The American OO layout of Newton Guerin was featured in an article on the North Jersey Midland Model Railroad Association in the February, 1947 issue of Model Craftsman. The article itself focuses on operations and the club (the most active OO club in an area that was the hotbed of Amerian OO activity), but with the article are 11 photos of the layout along with helpful captions. I have quoted from the article in two previous posts, here focusing on the clubs of the time and here focusing on this club more specifically.

But then we get to the layout itself and the host, Newton Guerin. His road was the Newton and Northern, a good choice of a name, and recently I have been able to acquire a couple models from his road.

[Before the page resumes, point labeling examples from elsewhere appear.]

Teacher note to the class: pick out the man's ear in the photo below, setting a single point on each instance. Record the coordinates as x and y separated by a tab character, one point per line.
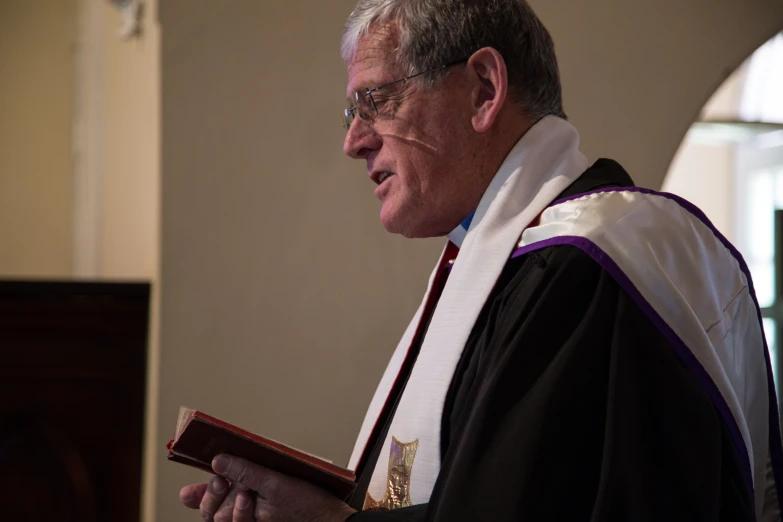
489	76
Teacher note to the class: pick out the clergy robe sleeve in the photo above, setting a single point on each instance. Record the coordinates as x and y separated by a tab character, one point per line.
568	404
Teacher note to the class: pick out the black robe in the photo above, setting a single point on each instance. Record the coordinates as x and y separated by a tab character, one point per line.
569	405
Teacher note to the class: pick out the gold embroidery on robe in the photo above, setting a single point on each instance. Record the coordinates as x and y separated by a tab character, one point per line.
398	481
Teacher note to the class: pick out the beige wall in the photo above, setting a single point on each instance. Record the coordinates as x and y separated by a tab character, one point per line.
36	117
130	188
282	297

The more impressive model is the 2-6-0. His layout featured 24” minimum radius curves so he kept his locomotives small. The largest was a consolidation and then you can tell he has modified several S-C 4-6-0 models various ways. There is one for example that has been cut down to a 2-4-0, and three Moguls are mentioned specifically in the article text, numbers 23, 24, and 29.

While none of these models appear to be in the article, here is number 23 today. Shortening the model was a bit of a job! The front truck is a modified Nason part (and there are Nason trucks on the tender, for better electrical pickup), but the big change is the frame and boiler and weight. They have all been cut down, cutting a section of the boiler out behind the smokebox. The visual effect I think is really rather nice, as the smaller locomotive is a better match for the tender that has always looked a bit small to me with the standard locomotive.

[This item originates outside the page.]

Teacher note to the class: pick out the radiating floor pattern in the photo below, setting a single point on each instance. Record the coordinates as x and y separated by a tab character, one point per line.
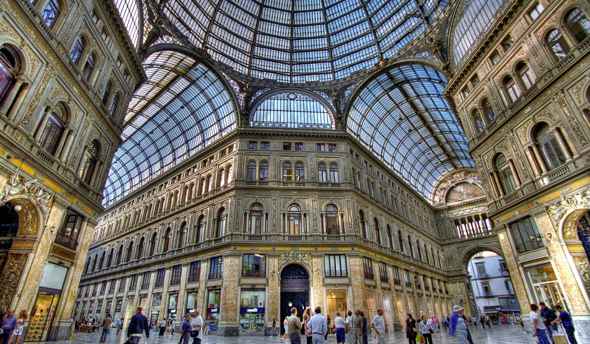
496	335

By the time #23 came to me I suspect Newt had done a few updates over the years. As built I believe it had a manual reverse lever (the hole in the back of the coal area of the tender is difficult to see in the photo), but he had updated it with a modern rectifier in I bet the 1970s, perhaps at the same time updating the trucks as they look relatively freshly painted.

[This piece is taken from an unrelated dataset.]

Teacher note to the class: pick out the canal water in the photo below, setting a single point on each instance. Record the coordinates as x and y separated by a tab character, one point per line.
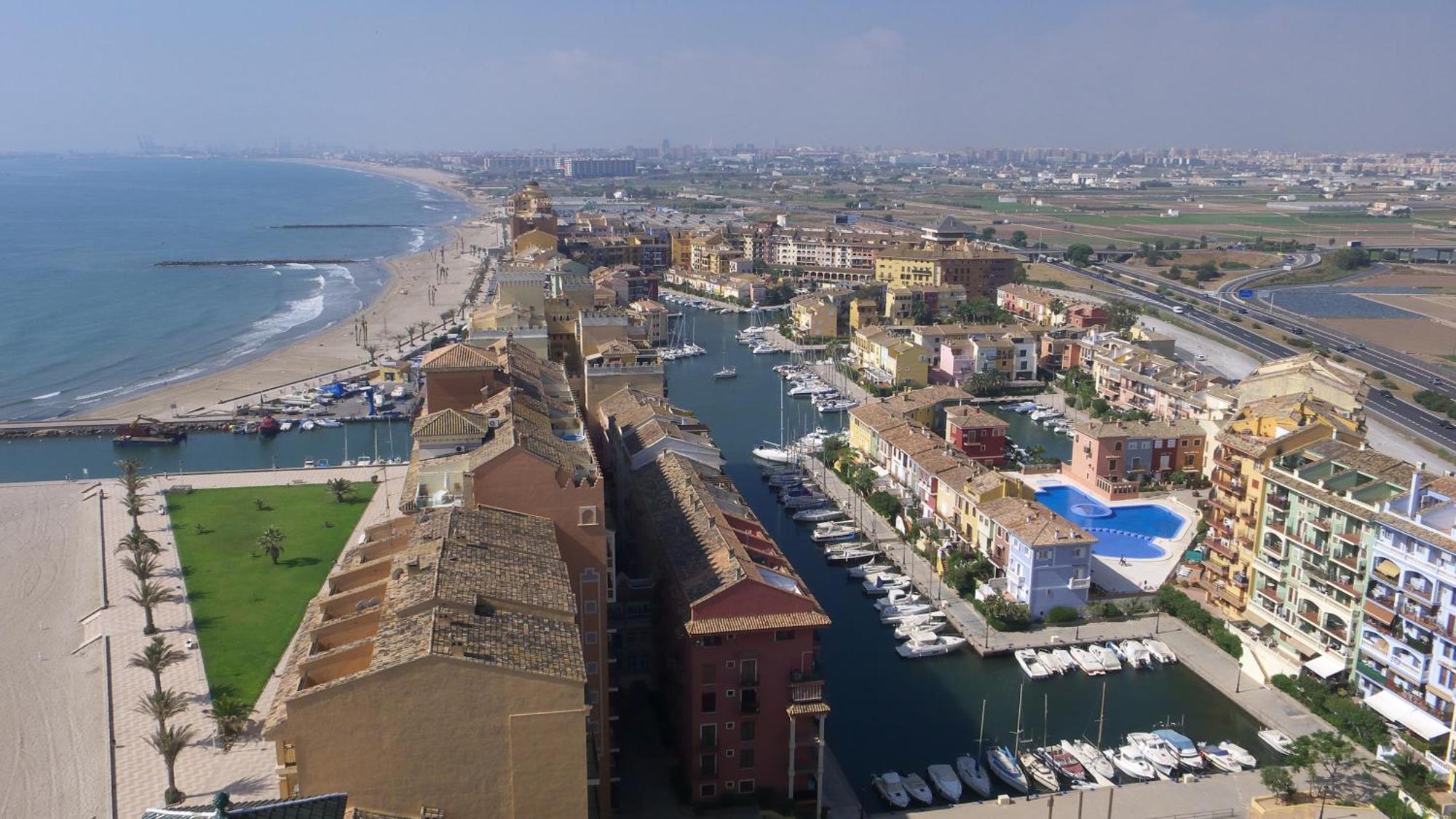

As it came to me one wire was off the motor, but with fixing that and some oil the model came to life and runs very nicely on DC with the big S-C universal motor. Newt knew what he was doing.

There are a number of nice details that one can see, I particularly like the ash pan details under the cab.

One thing mentioned in a photo caption is that every N&N engine has a Lionel smokebox door. That door was actually missing from this model when it came to me, but, fortunately, I had one in my parts box that with some paint is a good match for the engine. It is a nice “family” detail he wanted on his engines, helping unify the layout.

A baggage car is the other N&N model in my collection now, and one exciting thing is it is likely in the photo at the upper right corner of page 28 in the 1947 article. The car number is hard to read in the photo, but it appears to be the same, although it has a different roof now and likely he added a few other details later, including the Famoco generator and diaphragms.

I think the most notable thing is on the model you can tell the decals you see are actually the second set of decals, he originally lettered it for his road but differently, then painted over them and decaled it again! The original lettering is centered between the doors. There is also hand painted lettering on the bottom that says “BLT 1-28” but the “2” is sloppily drawn and is likely actually a 3, with the model dating to 1938. The article indicates that Newt had a working OO layout by 1938, so this would be among his first models.

There must be other of his models around, Newt was in fact still active in OO well into the 1980s and he may be seen in the second of the articles I linked at the beginning of this article. I don’t expect I will be running these models much, but they are nice examples from an era that has passed.